The World YWCA has, in the last decade, intensified its interventions, programmes and activities around HIV prevention and care. It is now evident that such interventions remain incomplete unless framed in a way that equally respond to sexual and reproductive health and rights of women and young people. Violence against women is the ultimate manifestation of women’s lack of access to their rights. In February 2009, the YWCA held a consultation on sexual reproductive health and rights (SRHR) with a number of member associations and partners who collectively defined an approach for the YWCA movement to adopt. The proposed strategy guides the YWCA in creating change in our communities and addressing laws and norms related to the triple challenge of sexual and reproductive health and rights, HIV and violence against women (VAW).

With the revised approach, the World YWCA is focusing on comprehensive prevention, comprehensive support and care within safe spaces for women and girls and a commitment to building evidence through documentation, monitoring and evaluation.

The series of regional training institutes on SRHR, HIV and VAW that the YWCA movement is hosting in the next two years attest to our investment in a coherent global response while equipping individual women leaders with skills and tools to deliver at the local level and within their communities.

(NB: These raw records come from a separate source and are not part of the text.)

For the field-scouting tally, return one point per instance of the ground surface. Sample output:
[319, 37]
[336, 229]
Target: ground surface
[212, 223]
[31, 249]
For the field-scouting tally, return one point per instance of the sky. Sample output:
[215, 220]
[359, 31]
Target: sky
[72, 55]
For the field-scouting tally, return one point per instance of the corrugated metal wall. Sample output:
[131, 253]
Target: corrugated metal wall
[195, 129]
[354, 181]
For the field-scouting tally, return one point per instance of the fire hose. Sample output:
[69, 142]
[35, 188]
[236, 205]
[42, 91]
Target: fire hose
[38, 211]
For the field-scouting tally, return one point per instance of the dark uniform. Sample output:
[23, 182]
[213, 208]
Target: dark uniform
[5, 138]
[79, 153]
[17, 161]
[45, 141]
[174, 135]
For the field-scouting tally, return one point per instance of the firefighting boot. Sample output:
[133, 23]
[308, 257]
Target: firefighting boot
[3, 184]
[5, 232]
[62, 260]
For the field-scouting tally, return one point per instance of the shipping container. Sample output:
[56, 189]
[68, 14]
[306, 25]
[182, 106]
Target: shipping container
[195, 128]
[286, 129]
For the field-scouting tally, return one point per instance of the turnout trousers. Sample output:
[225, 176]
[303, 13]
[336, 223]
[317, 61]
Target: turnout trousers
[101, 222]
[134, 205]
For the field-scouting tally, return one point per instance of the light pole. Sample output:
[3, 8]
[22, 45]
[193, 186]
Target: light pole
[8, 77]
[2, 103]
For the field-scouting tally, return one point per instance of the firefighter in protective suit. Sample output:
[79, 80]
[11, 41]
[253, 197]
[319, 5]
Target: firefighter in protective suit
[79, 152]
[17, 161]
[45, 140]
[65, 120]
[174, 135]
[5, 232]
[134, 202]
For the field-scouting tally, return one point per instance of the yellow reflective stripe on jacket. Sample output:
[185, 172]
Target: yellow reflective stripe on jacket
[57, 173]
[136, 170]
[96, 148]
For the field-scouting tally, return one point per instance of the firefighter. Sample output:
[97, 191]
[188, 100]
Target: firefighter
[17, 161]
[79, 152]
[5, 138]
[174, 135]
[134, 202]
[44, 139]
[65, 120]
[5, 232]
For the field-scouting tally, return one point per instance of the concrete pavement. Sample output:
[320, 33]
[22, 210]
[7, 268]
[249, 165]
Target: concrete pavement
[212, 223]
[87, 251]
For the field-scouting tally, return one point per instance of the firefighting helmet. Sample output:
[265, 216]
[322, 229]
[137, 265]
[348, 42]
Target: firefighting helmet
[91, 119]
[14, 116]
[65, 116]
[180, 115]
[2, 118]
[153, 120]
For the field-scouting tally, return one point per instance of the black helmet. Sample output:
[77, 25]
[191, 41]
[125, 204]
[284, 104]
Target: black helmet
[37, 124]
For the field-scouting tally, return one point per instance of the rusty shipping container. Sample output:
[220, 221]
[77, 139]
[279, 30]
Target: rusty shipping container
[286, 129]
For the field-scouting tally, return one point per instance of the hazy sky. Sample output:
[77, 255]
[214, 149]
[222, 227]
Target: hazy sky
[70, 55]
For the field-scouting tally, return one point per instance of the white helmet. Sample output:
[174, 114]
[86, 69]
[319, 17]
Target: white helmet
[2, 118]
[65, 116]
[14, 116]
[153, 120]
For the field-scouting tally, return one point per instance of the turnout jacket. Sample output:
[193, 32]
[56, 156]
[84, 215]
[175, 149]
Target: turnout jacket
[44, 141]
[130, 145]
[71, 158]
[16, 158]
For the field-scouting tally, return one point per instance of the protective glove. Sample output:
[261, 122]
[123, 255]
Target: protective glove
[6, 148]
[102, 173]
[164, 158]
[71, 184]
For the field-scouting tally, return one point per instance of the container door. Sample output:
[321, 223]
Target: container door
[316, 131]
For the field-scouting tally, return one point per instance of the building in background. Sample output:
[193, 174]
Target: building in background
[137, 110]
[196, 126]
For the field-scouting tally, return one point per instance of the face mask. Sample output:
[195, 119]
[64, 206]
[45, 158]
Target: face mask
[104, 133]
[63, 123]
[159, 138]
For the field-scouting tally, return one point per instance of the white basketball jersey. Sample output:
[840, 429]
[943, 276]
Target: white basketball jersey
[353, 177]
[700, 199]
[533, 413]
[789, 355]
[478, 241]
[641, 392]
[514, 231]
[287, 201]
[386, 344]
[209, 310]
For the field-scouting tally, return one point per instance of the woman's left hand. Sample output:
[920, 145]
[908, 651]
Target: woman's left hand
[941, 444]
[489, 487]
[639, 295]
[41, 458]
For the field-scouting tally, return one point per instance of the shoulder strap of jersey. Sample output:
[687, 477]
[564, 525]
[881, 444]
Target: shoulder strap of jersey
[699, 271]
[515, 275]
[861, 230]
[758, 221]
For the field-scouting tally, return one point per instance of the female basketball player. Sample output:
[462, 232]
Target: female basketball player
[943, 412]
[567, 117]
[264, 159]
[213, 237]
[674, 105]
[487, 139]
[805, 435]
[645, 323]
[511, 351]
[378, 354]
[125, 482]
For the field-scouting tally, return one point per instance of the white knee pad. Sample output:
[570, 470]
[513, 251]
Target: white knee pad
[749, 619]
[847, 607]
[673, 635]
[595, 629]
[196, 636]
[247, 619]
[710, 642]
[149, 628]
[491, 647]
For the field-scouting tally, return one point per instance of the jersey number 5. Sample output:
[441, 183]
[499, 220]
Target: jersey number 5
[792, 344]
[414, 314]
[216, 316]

While the World YWCA makes its own contributions, the movement continues to ask for accountability and commitment towards actions that invest in women and girls, uphold their human rights and end stigma and discrimination. The International Conference of Population and Development (ICPD) held in Cairo in 1994 concluded with pledges to achieve universal access to reproductive health services for every one in all countries by 2015. The Millennium Development Goals echo the ICPD goals and call for a specific commitment to reduce maternal mortality by 2015. Next year, the world will review the commitment government leaders made in the 2001 Deceleration of Commitment on HIV and AIDS. As advocates for women’s health, we must not only hold our leaders accountable for these promises, but also find ways to ensure they are achieved.

In this issue of Common Concern we explore what SRHR means and how member associations, women leaders and civil society can contribute to a safe world free of violence and free of HIV where women’s reproductive health and rights are respected.